COUR D'APPEL
D'ANGERS
Chambre Sociale
ARRÊT N
MBB/ MJ
Numéro d'inscription au répertoire général : 10/ 01410.
Jugement Au fond, origine Conseil de Prud'hommes-Formation paritaire d'ANGERS, décision attaquée en date du 10 Mai 2010, enregistrée sous le no 08/ 00315
ARRÊT DU 21 Juin 2011
APPELANTE :
S. A. R. L. ANPHI
Immeuble Léonis ZA du Chêne Ferré
Allée des Trois Continents
44120 VERTOU
représentée par Maître Bruno ROPARS, avocat au barreau d'Angers, substituant Maître Arnaud BARBE, avocat au barreau d'Angers
INTIMEE :
Mademoiselle Lyse X...
Chez Mme Z...Yvelise
...
...
comparant, assistée par Maître Bertrand SALQUAIN, avocat au barreau d'Angers
COMPOSITION DE LA COUR :
En application des dispositions de l'article 945-1 du code de procédure civile, l'affaire a été débattue le 10 Mai 2011, en audience publique, les parties ne s'y étant pas opposées, devant Madame Marie-Bernard BRETON, conseiller chargé d'instruire l'affaire.

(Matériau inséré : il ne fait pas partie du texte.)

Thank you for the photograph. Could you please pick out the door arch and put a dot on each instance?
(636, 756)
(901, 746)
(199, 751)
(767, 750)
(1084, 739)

Ce magistrat a rendu compte des plaidoiries dans le délibéré de la cour, composée de :
Madame Marie-Bernard BRETON, président
Madame Brigitte ARNAUD-PETIT, conseiller
Madame Anne DUFAU, conseiller
Greffier lors des débats : Madame LE GALL,
ARRÊT :
prononcé le 21 Juin 2011, contradictoire et mis à disposition au greffe de la cour, les parties en ayant été préalablement avisées dans les conditions prévues au deuxième alinéa de l'article 450 du code de procédure civile.
Signé par Madame BRETON, président, et par Madame TIJOU, Adjoint administratif assermenté, ff de greffier, auquel la minute de la décision a été remise par le magistrat signataire.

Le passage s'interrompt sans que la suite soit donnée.